A intervenire anche due bambini di Niscemi, in rappresentanza di tutti i coetanei. La folla sta in silenzio mentre leggono la propria lettera indirizzata a Malia e Sasha Obama, le figlie del presidente degli Stati Uniti d’America. Solo una serie di fischi interrompe il momento, per il passaggio di un elicottero militare sopra le loro teste. «In tv il vostro papà sembra tanto buono e sensibile – dice Fabiana, dieci anni – Perciò vi preghiamo di fargli arrivare la nostra lettera di preghiera: vogliamo solo giocare e vivere in salute, proprio come voi. Per questo vi chiediamo di far fermare il cantiere». Le rassicurazioni del presidente regionale siciliano Rosario Crocetta, non bastano a nessuno. E nemmeno l’annuncio della fine del provvedimento di revoca dei lavori del Muos, arrivato appena un giorno prima della manifestazione, è servito a placare gli animi. Almeno non dopo l’accordo con il governo nazionale per nuove analisi che decideranno il vero futuro del sito.

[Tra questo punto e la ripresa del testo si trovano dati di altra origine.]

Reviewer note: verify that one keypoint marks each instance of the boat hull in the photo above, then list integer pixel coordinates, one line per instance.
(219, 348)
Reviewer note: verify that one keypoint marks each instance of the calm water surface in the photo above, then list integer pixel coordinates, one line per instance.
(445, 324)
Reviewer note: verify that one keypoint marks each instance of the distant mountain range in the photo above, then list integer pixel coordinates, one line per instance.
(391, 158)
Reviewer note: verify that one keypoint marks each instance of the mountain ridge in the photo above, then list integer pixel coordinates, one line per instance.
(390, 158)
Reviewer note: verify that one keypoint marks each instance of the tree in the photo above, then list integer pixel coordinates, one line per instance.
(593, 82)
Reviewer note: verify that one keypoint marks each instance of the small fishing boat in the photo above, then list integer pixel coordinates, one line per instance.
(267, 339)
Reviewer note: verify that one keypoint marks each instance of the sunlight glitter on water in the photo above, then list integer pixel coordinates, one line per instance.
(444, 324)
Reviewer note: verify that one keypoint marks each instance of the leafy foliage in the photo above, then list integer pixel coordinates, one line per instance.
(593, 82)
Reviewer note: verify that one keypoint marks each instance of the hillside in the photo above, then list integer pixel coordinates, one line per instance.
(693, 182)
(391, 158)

«Questo documento vogliamo prima vederlo», dice Giancarlo Cancelleri, capogruppo del Movimento 5 stelle all’assemblea regionale siciliana. «Abbiamo fatto tutto il possibile – replica l’assessore regionale al Territorio e ambiente Mariella Lo Bello – Io so solo che, per fare un figlio, ci vogliono nove mesi. Noi in 60 giorni abbiamo bloccato il cantiere». «Ci stiamo riprendendo la sovranità della terra – commenta più fiducioso il senatore M5s Mario Giarrusso – Faremo lo stesso tentativo in Parlamento». Governo nazionale più volte invocato dagli stessi manifestanti come protagonista di cui non si potrà fare a meno. Ma le cui mosse non sono ancora chiare.

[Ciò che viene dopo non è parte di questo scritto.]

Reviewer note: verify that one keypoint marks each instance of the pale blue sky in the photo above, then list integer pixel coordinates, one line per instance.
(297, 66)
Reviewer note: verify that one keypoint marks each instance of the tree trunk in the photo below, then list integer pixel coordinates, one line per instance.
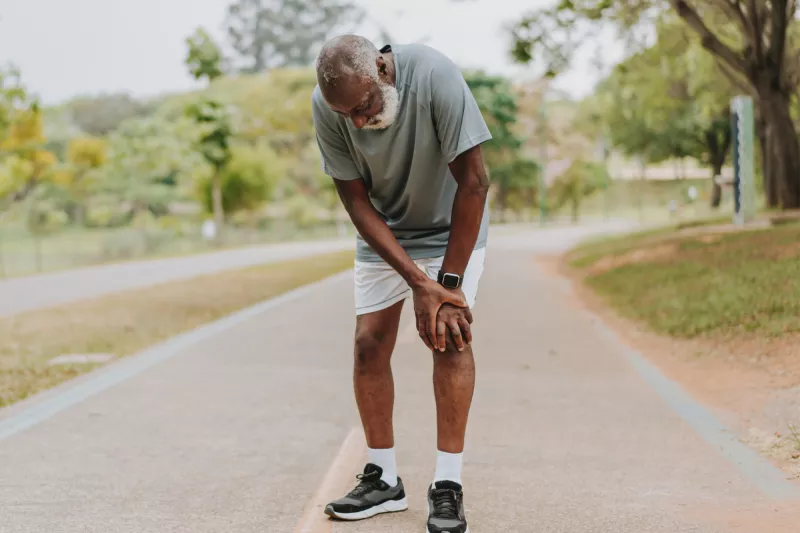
(216, 202)
(718, 152)
(770, 190)
(716, 190)
(782, 156)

Gli attivisti No Muos, intanto, hanno ribadito ieri la loro contrarietà alle antenne. Niscemesi ma non solo, insieme a cittadini spagnoli e a un monaco buddista, di origini giapponesi ma trapiantato a Comiso da anni, veterano delle battaglie contro la base missilistica del centro ragusano. Durante il concentramento, una lunga e coreografica fila di moto da strada ha strombazzato il proprio no alle antenne da parte dei membri di diversi motoclub siciliani. Tutti lo hanno fatto con una festa itinerante, nonostante le voci di tensioni e rinvenimento di armi da guerriglia, 24 ore prima della partenza del corteo. Solo un fumogeno lanciato da un manifestante ha lasciato per un attimo perplessa la folla. Ma canti e balli sono subito ripresi come prima. Tra i sorrisi e le smorfie imbarazzate di qualche poliziotto e carabiniere presente. Dalla folla, qualcuno manda dei baci a un gruppo di militari statunitensi all’interno della base. Loro ricambiano con un saluto.